The rate was toned down slightly by the EU's Eurostat agency from the flash estimate of 1.5 per cent announced last month, but still showed a significant rise on the 0.9 per cent inflation recorded in February.

That February rate was the lowest for almost 10 years.

Analysts polled by Dow Jones Newswires had expected inflation to hit a more modest 1.2 per cent in March.

It is the highest eurozone inflation rate since December 2008 and moved the figures closer to the European Central Bank's target of close to but below two per cent.

For the 27-nation EU as a whole inflation rose to 1.9 per cent in March, also well up from 1.5 per cent in February.

Eurozone inflation has risen, almost continuously, since standing at 0.5 per cent last November, as the bloc emerges from the worst recession since the 1930s.

Before that there were months of negative inflation.

The inflation hike was "very much the consequence of markedly higher energy prices," which have now risen 7.2 per cent year-on-year, said Howard Archer, chief economist with London-based IHS Global Insight.

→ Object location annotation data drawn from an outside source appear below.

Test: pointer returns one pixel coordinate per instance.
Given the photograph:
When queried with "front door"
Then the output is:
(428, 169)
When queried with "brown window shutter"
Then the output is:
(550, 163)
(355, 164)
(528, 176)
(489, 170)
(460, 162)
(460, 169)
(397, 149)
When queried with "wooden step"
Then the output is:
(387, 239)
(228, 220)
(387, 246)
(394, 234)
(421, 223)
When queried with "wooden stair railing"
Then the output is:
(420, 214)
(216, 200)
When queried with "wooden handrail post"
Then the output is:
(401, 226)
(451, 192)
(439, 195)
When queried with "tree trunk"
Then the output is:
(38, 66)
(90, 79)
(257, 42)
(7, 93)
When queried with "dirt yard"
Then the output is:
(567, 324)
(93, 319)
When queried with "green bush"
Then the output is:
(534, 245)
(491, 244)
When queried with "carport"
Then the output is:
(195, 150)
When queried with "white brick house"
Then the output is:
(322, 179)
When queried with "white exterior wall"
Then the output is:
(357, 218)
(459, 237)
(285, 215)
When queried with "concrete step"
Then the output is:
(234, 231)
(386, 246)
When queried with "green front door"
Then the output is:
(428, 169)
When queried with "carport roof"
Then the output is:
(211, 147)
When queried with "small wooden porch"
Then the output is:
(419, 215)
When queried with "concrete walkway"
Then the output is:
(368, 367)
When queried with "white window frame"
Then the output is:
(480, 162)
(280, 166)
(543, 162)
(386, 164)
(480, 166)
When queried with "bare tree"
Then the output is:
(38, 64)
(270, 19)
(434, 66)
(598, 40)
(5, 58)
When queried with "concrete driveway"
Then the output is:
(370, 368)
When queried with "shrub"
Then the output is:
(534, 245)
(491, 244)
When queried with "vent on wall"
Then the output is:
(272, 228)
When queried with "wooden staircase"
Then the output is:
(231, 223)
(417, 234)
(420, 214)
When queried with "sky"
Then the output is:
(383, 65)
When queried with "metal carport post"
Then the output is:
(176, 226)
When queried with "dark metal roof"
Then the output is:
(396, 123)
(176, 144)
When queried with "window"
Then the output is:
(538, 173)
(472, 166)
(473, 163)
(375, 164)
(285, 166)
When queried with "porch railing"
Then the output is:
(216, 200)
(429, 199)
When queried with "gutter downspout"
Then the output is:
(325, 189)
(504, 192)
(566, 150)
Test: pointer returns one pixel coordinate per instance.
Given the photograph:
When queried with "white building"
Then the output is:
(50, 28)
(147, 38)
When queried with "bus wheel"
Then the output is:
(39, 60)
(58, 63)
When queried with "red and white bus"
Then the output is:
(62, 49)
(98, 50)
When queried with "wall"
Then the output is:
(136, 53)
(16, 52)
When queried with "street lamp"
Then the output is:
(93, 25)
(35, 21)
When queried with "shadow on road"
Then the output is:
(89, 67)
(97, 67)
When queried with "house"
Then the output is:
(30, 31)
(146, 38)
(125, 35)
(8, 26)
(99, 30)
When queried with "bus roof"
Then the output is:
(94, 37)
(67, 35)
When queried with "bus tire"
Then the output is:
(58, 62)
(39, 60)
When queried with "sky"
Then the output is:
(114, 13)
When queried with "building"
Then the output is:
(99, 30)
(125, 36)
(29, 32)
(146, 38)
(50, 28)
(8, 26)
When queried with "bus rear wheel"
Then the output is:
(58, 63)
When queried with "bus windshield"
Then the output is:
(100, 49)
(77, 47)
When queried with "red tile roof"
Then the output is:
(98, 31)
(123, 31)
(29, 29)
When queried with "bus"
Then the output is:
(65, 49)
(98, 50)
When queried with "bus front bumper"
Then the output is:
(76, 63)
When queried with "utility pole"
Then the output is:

In addition, there was some limited upward impact from food prices, in part influenced by the unusually poor weather at the start of the year.

The underlying inflationary pressures "should continue to be held down by large output gaps across the region following deep recession, likely gradual recovery, muted capacity utilization, and wage moderation amid high and still rising unemployment," Mr Archer opined.

Some of those problems were amply illustrated in inflation differences between the various member states.

In the negative camp were Lithuania, which saw a 0.4 per cent drop in prices, Ireland where the negative inflation rate was 2.4 per cent, both topped, or trailed, by a four per cent price drop in Latvia.

However, annual inflation in Hungary in March was put at 5.7 per cent by the EU's official statisticians.

Below that came Romania, at 4.2 per cent followed by debt-laden Greece, which is at the centre of eurozone and IMF bailout efforts, where March inflation stood at 3.9 per cent.

Clemente De Lucia, economist at BNP-Paribas noted that the relatively early arrival of Easter would have pushed up price components like leisure, hotels and restaurants in March.

"Therefore, this increase should be only temporary. We expect core inflation to resume trending downwards as soon as next months," he said.

He added that a trimmed down inflation measure, excluding the biggest and smallest increases each month, would confirm that core inflation is on a downward trend

"Under these conditions, headline inflation is forecast to remain well below the ECB's two per cent inflation ceiling target both this year and next," leadfing BNP-Paribas to expect the European Central Bank to maintain its main interest rate at one per cent "well into 2011".